Percorsero la strada che conduceva alle sue stanze nel silenzio più assoluto, le mani ancora intrecciate. Lo sguardo del Re era puntato sul corridoio mentre quello di Lyanna vagava tra le loro mani e le spalle possenti di Rhaegar per poi tornare ad osservarne i tratti nobili del volto. Harrenhal era buia, addormentata, morta. Deglutì quando percepì le dita del Re accarezzarle il palmo, indugiando con un tocco gentile e disinteressato.

« Se vincerò domani, lady Lyanna, voi sarete la mia Regina,» mormorò chinandosi su di lei quasi a sfiorarle le labbra quando furono dinanzi alle porte delle sue stanze. Lyanna avrebbe potuto contare le ciglia lunghe dei suoi occhi magnetici per la vicinanza. Una soffusa luce di candela era stata lasciata accanto alla porta, probabilmente da Ned come segno che erano tutti nei loro letti, perfettamente addormentati.

« Vi prego di non vincere allora.
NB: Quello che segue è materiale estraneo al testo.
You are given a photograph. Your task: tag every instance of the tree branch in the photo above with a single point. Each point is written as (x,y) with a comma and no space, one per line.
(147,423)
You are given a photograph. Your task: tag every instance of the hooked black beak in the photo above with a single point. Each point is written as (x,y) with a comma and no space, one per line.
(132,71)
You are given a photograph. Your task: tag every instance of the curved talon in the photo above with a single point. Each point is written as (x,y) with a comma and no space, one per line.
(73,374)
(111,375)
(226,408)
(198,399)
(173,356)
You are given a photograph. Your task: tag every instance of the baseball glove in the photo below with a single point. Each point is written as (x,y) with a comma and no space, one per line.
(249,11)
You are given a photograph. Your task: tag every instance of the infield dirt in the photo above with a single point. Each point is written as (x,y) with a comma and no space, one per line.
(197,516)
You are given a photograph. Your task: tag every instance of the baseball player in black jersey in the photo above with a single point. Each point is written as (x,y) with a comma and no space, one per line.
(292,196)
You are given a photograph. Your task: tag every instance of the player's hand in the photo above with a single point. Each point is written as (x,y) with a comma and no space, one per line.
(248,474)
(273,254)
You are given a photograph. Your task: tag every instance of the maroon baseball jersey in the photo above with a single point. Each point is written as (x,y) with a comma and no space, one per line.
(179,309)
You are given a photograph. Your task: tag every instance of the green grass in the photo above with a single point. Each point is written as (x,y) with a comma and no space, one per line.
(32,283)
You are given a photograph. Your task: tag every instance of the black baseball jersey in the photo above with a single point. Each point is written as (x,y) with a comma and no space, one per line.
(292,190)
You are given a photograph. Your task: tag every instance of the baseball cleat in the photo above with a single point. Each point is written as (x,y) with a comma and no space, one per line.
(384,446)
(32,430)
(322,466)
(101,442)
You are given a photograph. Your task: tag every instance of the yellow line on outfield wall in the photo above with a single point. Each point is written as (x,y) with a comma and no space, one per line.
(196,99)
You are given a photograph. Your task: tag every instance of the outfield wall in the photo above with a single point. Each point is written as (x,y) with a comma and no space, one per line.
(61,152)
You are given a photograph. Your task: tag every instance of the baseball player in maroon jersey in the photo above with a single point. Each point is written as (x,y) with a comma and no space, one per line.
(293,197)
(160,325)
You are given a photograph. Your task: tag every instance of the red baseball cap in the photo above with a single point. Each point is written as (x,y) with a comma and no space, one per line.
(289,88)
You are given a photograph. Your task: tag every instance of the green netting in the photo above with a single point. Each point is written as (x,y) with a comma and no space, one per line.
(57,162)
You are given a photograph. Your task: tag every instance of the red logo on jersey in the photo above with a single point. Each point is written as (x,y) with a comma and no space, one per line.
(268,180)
Sarebbe sconveniente. Siete sposato, mio signore,» ribatté la Lady con durezza e determinazione. Rhaegar era sposato, aveva due bambini e un reame da gestire. Se l’avesse incoronata sua Regina d’Amore e di Bellezza, le voci su di lei non sarebbero mai cessate. Non le importava, ma quel ricordo non l’avrebbe mai abbandonata. Rhaegar sarebbe tornato ad Approdo del Re e lei al Nord, con la sua corona di rose blu, unico pegno d’amore che avrebbe mai accettato.

« Anni fa mia madre mi narrò di suo nonno, Aegon l’Improbabile. Egli si sposò per amore non per ragioni politiche. E concesse ai suoi figli lo stesso privilegio,» le raccontò sfiorandole la gota destra e il collo pallido. La voce di Rhaegar non era che un sussurro, lo stesso tono con cui aveva cantato di Valyria, la patria dei Draghi, della sua distruzione che ancora scuoteva le isole e il mare.

« Il reame sanguinò per questo.»

« Dormite serena, Lady Lyanna Stark,» le augurò posandole la labbra sulla fronte prima di volgersi e incamminarsi per il corridoio probabilmente diretto verso le proprie stanze. Le camere che condivideva con la Regina Elia, sua moglie, la sua legittima sposa, la madre dei suoi figli. Lyanna sospirò, appoggiandosi alla spessa porta di noce, le braccia strette al petto come per proteggersi da un nemico.